I wrote "And from personal experience, I can tell you that the RCN reporter's simple comparison to other places doesn't quite tell the whole story. He likes to write things like that, and it stirs people up, so it's good copy. But tain't necessarily all the facts."
I have pointed out in these pages before, and quoted him exactly, where he didn't report accurately, but it was reporting that did stir up responses (in the case where he reported that Troy Beets had to "shout down" David Olsen at a County Commission meeting when I was a witness to that meeting and also reported here on this forum that, in fact, there was no "shouting down". The reporting then had a specific direction, and the reporting now has a specific direction - that of generating a negative opinion of the speed with which the case has been handled. And it did so by incomplete reporting - which is inaccurate reporting.

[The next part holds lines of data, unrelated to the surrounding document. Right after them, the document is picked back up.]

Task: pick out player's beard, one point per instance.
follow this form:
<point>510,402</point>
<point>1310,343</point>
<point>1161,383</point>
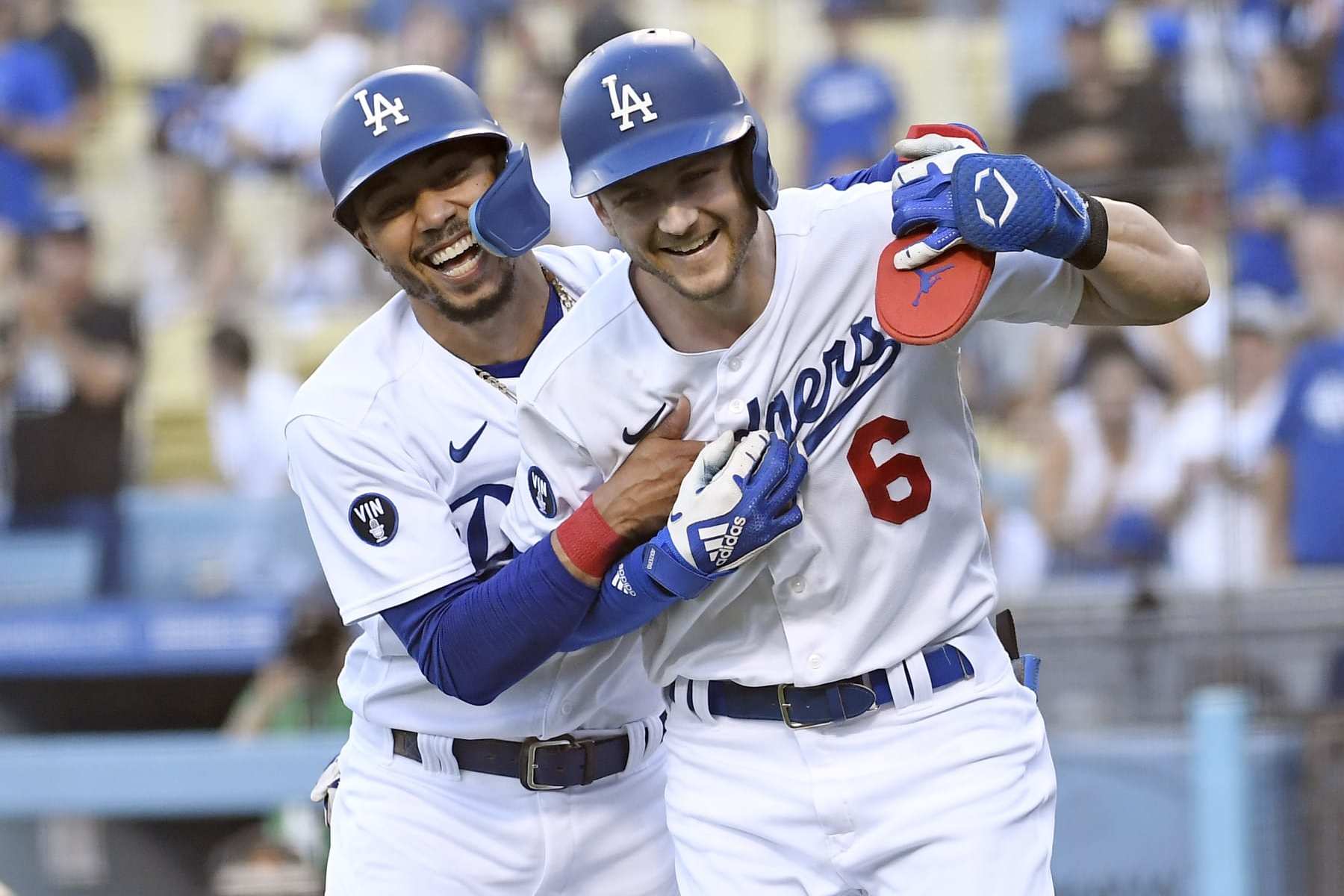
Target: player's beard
<point>483,308</point>
<point>737,258</point>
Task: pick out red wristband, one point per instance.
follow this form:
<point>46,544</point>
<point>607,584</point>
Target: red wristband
<point>589,541</point>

As you have said on numerous occasions, WC, we can each have our own opinions, but we can't have our own facts. I have pointed out twice in this forum situations in which Damon has written his reportage in such a way as to leave readers with impressions that do not bear the imprint of total accuracy. One data point is not a trend. But two or more do make a trend, and it is to that trend my comment about how he likes to write was pointing.
But Damon's reporting, or the impression it is intended to leave isn't the topic.
I like Damon, I don't like some of his reporting.
You're right that no article can contain all the facts. But an article that mentions the slowness of a judicial proceeding can provide more facts than stating that Roane County (actually the 9th Judicial Circuit) has slow justice. The implication of that is fairly clear, I think. He just left that sentence standing alone. An article seeking to more accurately portray the situation could have, for instance, included information about the process and the caseload in the District, rather than a stand-alone unfavorable comparison to a couple of other counties.
But again, how he wrote the article does not do away with the fact of the issues I pointed to in what I wrote.
I sense that disagreeing with you will again require an apology on my part, as I am invariably in error.